Bioinformatic research at Colorado State University has found that stress on the metabolic system forces genes to change how the body converts energy over time, leading individuals toward a progression to type II diabetes.
Dr. Andrey Ptitsyn, the lead researcher on the project, is at Colorado State University's Bioinformatics Center in the College of Veterinary Medicine and Biomedical Sciences. He reexamined previously published data on gene expression, body mass index, cellular oxygen use and insulin resistance of 60-something year old males, some with diabetes, some who were pre-diabetic and some who did not show signs of diabetes. He then repeated the study with two similar data sets and reached the same results. The research will be published this month in the BMC Genomics Journal, a professional biomedical publication.
Using a little-known computer algorithm developed in Russia decades ago, Dr. Ptitsyn, a biomedical and computer expert, has unlocked the path to diabetes as genes of healthy individuals change the way they function - or are expressed. Over time, they begin to resist insulin because cells don't receive enough oxygen during metabolism-related functions.
"Researchers have known for a long time that an individual's oxygen capacity has something to do with diabetes, but until now we didn't know how the two were related. We knew that people who do not have diabetes consume more oxygen compared to people who are pre-diabetic or diabetic," said Ptitsyn. "Even muscle cells of a diabetic don't seem to be absolutely deaf to insulin. We observe elevated activity in genes known to be stimulated by insulin. The cells try to comply with the insulin stimulation, but without a proper oxygen supply, they are confined to a less efficient glycolysis. High expression of certain genes indicates craving for oxygen, but to get oxygen supplied to cells, a person must stimulate capillary growth in the muscles for more blood. Cells continue to be stimulated to expend energy by insulin, but a body can't spend the energy optimally because it lacks oxygen."
The discovery shows that people progress toward the disease as a group of genes switch metabolism - the way a body processes energy - away from aerobic to anaerobic pathways in response to a lack of oxygen. Eventually, cells function much as they would under a state of hypoxia, such as altitude hypoxia, induced when cells are starved for oxygen. The continued state of hypoxia triggers a metabolic syndrome that eventually leads to type II diabetes.
What does this mean for the average person? It means exercise, which develops capillaries that carry oxygen to cells, becomes critical in the fight against diabetes not just for weight control, but because it can dictate how a body uses blood sugar for energy.
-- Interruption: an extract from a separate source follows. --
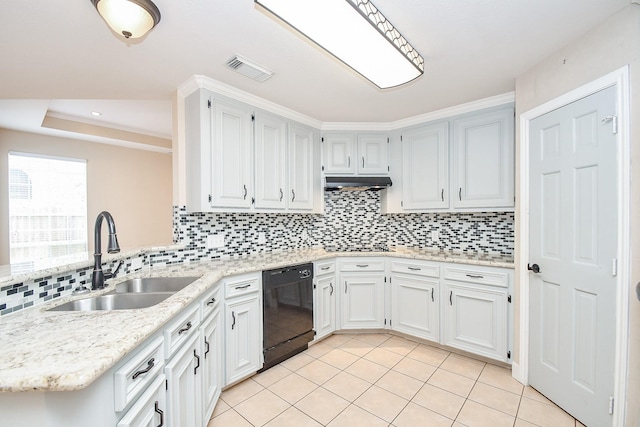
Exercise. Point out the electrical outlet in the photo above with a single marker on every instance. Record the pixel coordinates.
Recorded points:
(215, 241)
It also helps scientists understand on the molecular level how individuals develop diabetes and challenges earlier beliefs that a defect in genes controlling oxidation may be the major cause of type II diabetes. Instead, it is more likely that this group of genes fall into disuse altogether with reduction of oxidation in overall energy balance of a cell.
"Our modern, sedentary lifestyle predisposes us for such a loophole in metabolism regulation," Dr. Ptitsyn said. "While physical exercise is a natural way to shift the energy balance to aerobic pathway and improve insulin sensitivity, understanding the molecular mechanisms will allow us to assess individual risks and develop more personalized and effectively aimed drugs to help people. Our study brings us a step closer to this goal."
Dr. Ptitsyn acquired his first experience in classification algorithms in Siberia in late 1980s. As a student, he had a part-time job in a computer lab of Novosibirsk State University, where local scientists taught computational pattern analysis. He became familiar with the inventor of the algorithm that he applied in his current study. This computer algorithm, called FOREL, is little-known among researchers, primarily because it was published only in Russian decades ago and was previously applied in image processing and limited data classification in geology and economics.
FOREL is computationally demanding and, until recently, its application was severely restricted by computer power. However, modifications made by Dr. Ptitsyn significantly improved the performance of the old algorithm, while its ability to operate on high-dimensional data made it particularly suitable for analysis of microarray experiments such as this one, which produce a snapshot of activity for thousands of genes at a time. In collaboration with a team of researchers from the Pennington Biomedical Research Center in Louisiana, Dr. Ptitsyn proposed an alternative analysis and interpretation of the data accumulated in previous experiments.
The original studies that provided the data have made a significant impact on the field of diabetes research. Dr. Ptitsyn's discovery confirms the previously reported findings and reveals new, important details about the data.
"Characteristic patterns of gene expression overlooked in previous studies suggest a different interpretation of the results and point at a different mechanism behind the metabolic syndrome and type II diabetes," Dr. Ptitsyn said. "It is also remarkable that the data acquired in a few independent experiments and made publicly available by the authors can be matched and made to produce new results years after the original publication."